A Shape Expression approach for assessing the quality of Linked Open Data in Libraries

Tracking #: 2795-4009

Authors: 
Gustavo Candela
Pilar Escobar
María Dolores Sáez
Manuel Marco-Such

Responsible editor: 
Special Issue Cultural Heritage 2021

Submission type: 
Full Paper
Abstract: 
Cultural heritage institutions are exploring Semantic Web technologies to publish and enrich their catalogues. Several initiatives, such as Labs, are based on the creative and innovative reuse of the materials published by cultural heritage institutions. In this way, quality has become a crucial aspect to identify and reuse a dataset for research. In this article, we propose a methodology to create Shape Expressions definitions in order to validate LOD datasets published by libraries. The methodology was then applied to four use cases based on datasets published by relevant institutions. It intends to encourage institutions to use ShEx to validate LOD datasets as well as to promote the reuse of LOD, made openly available by libraries.
Full PDF Version: 
Tags: 
Reviewed

Decision/Status: 
Accept

Solicited Reviews:
Click to Expand/Collapse
Review #1
By Jouni Tuominen submitted on 04/Jun/2021
Suggestion:
Accept
Review Comment:

This manuscript was submitted as 'full paper' and should be reviewed along the usual dimensions for research contributions which include (1) originality, (2) significance of the results, and (3) quality of writing. Please also assess the data file provided by the authors under “Long-term stable URL for resources”. In particular, assess (A) whether the data file is well organized and in particular contains a README file which makes it easy for you to assess the data, (B) whether the provided resources appear to be complete for replication of experiments, and if not, why, (C) whether the chosen repository, if it is not GitHub, Figshare or Zenodo, is appropriate for long-term repository discoverability, and (4) whether the provided data artifacts are complete. Please refer to the reviewer instructions and the FAQ for further information.

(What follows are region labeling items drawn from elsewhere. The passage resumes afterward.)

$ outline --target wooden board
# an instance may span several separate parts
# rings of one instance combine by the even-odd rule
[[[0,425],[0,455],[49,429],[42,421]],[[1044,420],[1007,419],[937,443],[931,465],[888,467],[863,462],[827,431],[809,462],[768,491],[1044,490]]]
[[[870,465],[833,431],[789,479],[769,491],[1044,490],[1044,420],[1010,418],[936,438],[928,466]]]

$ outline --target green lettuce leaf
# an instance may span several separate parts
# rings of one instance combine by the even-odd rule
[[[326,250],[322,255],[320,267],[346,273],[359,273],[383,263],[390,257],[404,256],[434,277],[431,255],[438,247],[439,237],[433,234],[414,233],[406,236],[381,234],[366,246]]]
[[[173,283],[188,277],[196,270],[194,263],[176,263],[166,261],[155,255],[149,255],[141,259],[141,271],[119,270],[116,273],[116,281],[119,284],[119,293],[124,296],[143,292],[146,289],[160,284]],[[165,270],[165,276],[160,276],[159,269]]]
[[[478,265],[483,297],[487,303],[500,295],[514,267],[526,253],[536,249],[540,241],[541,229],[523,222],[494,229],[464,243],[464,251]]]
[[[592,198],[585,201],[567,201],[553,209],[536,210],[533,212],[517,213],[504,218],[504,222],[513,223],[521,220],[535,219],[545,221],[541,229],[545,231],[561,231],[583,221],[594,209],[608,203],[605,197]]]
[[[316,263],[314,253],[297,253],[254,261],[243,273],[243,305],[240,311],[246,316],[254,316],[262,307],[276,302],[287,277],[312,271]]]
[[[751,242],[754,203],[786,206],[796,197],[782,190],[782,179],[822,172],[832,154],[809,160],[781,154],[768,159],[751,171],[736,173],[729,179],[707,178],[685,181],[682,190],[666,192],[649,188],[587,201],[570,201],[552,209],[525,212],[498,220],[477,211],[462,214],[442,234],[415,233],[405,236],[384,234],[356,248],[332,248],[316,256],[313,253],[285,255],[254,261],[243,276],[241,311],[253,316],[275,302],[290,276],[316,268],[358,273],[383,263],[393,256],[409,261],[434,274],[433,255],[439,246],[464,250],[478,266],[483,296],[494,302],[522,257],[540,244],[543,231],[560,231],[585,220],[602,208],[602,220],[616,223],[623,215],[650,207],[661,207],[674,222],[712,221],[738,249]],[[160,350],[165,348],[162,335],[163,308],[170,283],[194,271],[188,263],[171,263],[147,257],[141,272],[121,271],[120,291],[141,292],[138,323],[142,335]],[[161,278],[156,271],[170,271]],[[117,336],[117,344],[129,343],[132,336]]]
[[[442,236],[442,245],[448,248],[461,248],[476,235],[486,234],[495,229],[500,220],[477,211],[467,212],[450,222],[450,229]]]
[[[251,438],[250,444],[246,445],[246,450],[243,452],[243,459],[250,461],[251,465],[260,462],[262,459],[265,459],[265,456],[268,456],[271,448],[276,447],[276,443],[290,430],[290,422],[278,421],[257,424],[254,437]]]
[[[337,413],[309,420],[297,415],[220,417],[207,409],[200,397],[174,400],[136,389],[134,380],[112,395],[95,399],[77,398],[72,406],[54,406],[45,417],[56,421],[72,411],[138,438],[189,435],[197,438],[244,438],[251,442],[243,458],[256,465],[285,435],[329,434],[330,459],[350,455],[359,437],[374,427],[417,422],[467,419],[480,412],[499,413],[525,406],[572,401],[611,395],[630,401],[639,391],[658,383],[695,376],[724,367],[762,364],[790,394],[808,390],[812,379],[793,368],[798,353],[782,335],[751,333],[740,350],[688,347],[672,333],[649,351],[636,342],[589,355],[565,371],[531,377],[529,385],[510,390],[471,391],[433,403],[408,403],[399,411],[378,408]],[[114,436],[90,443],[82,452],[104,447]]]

The authors present a compact, focused experiment on applying ShEx validation to libraries' datasets to foster data re-use, with four exemplifying use cases on datasets provided by three individual libraries (and one non-library data). The presented methodology is quite straightforward application of ShEx. From purely technological perspective, the originality and significance of the contribution is not particularly high, but especially for researchers and practitioners working with (linked) data in GLAM institutions the paper would be relevant.

Compared to the previous version of the paper: the authors have made improvements on the paper, extending it sufficiently on sections that needed further discussion. The comments I made in my previous review have been addressed sufficiently. The quality of the writing is good.

The data file provided by the authors under “Long-term stable URL for resources” (A) is well organized and contains a README file, (B) appears to be complete for replication of experiments (based on the README file, file listing, and looking at couple of individual data files), (C) is stored on Zenodo, and (4) appears to provide complete data artifacts (based on the README file, file listing, and looking at couple of individual data files).

I have one comment:

- Page 14 "Regarding the NLF dataset, a common problem is related with the property rdf:langString used for language-tagged string values that are validated against xsd:string" - In such cases, why did you constrain the property value's datatype to "xsd:string" - instead of "LITERAL" (https://shex.io/shex-semantics/index.html#shexc) in the ShEx definition? For example, concerning NLF dataset's class Person, you have constrained the property schema:name's value to xsd:string (https://github.com/hibernator11/ShEx-DLs/blob/1.1/nlf/nlf-person.shex#L12). In the NLF data model the range of schema:name is defined as "Literal" (https://www.kiwi.fi/display/Datacatalog/Fennica+RDF+data+model), and in the schema.org vocabulary the range of schema:name is defined loosely: "schema:name schema:rangeIncludes schema:Text" (https://schema.org/version/latest/schemaorg-current-https.ttl). I would suggest loosening the constraint.

Minor remarks:

- Page 14: "Table 6 provides an overview of the data quality evaluation. All the assessed repositories obtained a high score, notably the BNB and the BnF." - Based on Table 6, NLF obtained as high score (mconRelat) as BnF. Mention NLF as well?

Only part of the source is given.